Upper-Limb Prosthesis Fabrication: Clinical and Technical Methods

General Principles of Prosthetic Fabrication

The fabrication of an upper-limb prosthesis is a multidisciplinary process combining clinical assessment, engineering, and customization. The primary goal is to restore function, improve cosmetic appearance, and enhance the patient’s independence and quality of life. The complexity of the device increases significantly with the level of amputation, requiring careful consideration of suspension, control, and weight distribution.


Partial Hand and Digital Prostheses

Partial hand prostheses are designed to restore functional and cosmetic capabilities for individuals with partial hand amputations or congenital absence of digits. The fabrication process is highly patient-specific to meet individualized functional and aesthetic goals.

1. Clinical Evaluation and Assessment

The process begins with a comprehensive patient evaluation, including:

  • Detailed history of the amputation or congenital absence (traumatic, surgical, or congenital cause).
  • Assessment of the residual limb, including skin condition, length, mobility, and muscle strength.
  • Evaluation of the patient’s functional goals (e.g., grasping, cosmetic appearance).
  • Psychological and emotional readiness for prosthesis use.
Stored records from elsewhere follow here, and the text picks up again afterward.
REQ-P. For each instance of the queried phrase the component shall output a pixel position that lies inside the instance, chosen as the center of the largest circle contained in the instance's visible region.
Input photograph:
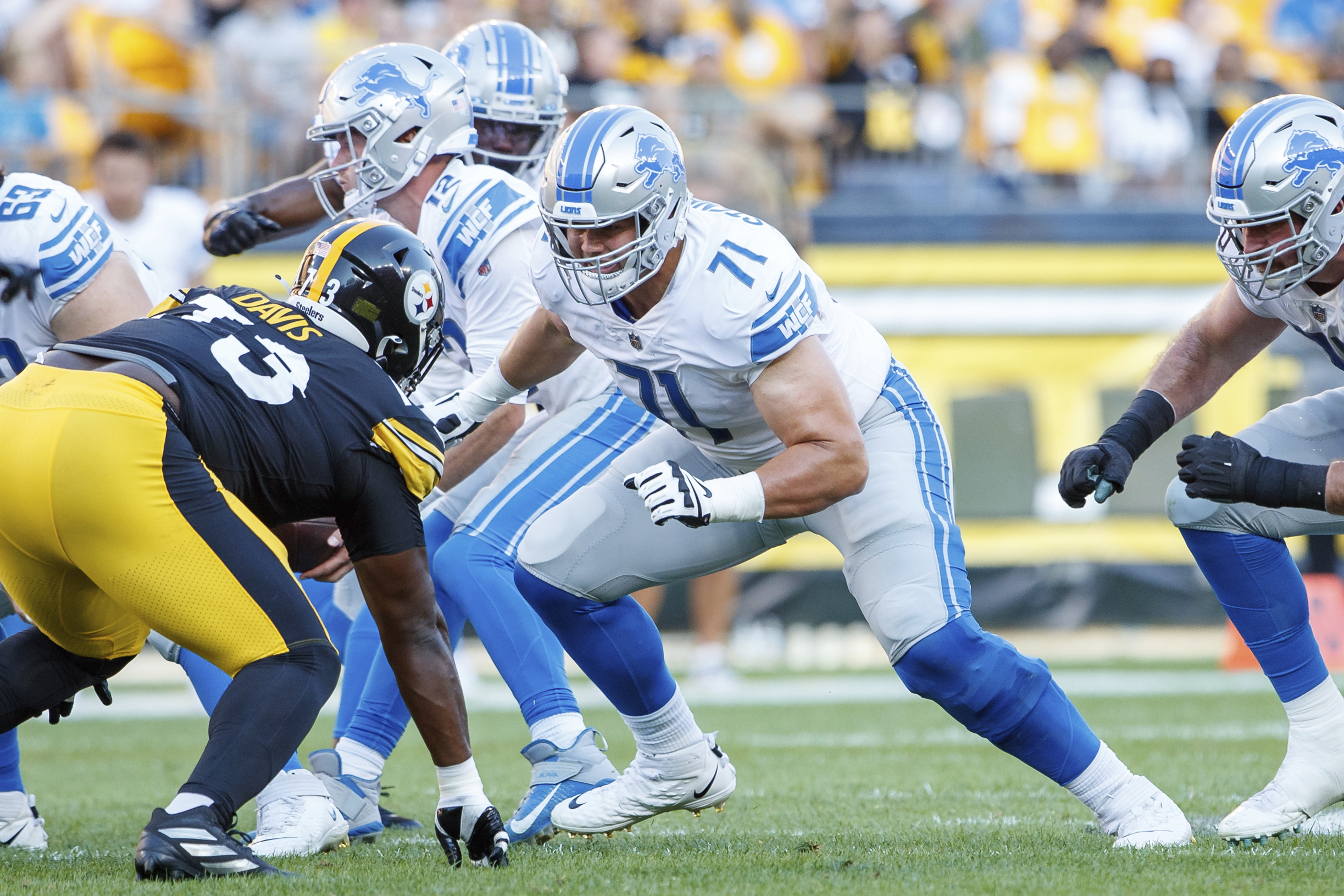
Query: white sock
(359, 761)
(186, 803)
(561, 730)
(460, 786)
(1109, 789)
(668, 730)
(291, 783)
Special attention is given to the shape and size of the residual limb, as this determines the prosthetic fit and suspension method.

2. Impression and Casting

A detailed impression of the residual limb is taken, usually using alginate or plaster of Paris for accurate molding. A negative mold is created and then filled with dental stone or plaster to make a positive model of the limb. This positive model is modified to accommodate pressure-sensitive and pressure-tolerant areas.

3. Prosthetic Design Selection

There are two main types of partial hand prostheses:

  • Passive Prosthesis: Mainly cosmetic; may allow limited function such as stabilization or support during tasks.
  • Functional Prosthesis: Designed for active use; may be body-powered, externally powered (myoelectric), or mechanical.

The choice depends on the level of amputation, the number of missing digits, and the patient’s activity level and preferences. For congenital absence, the design must be adapted to the anatomical variation present.

4. Material Selection and Fabrication

Modern partial hand prostheses use lightweight, durable materials:

  • Silicone elastomers for life-like cosmetic appearance and skin tone matching.
  • Thermoplastics or carbon fiber for inner structural strength.
  • Stainless steel or titanium for joint components in mechanical or body-powered prostheses.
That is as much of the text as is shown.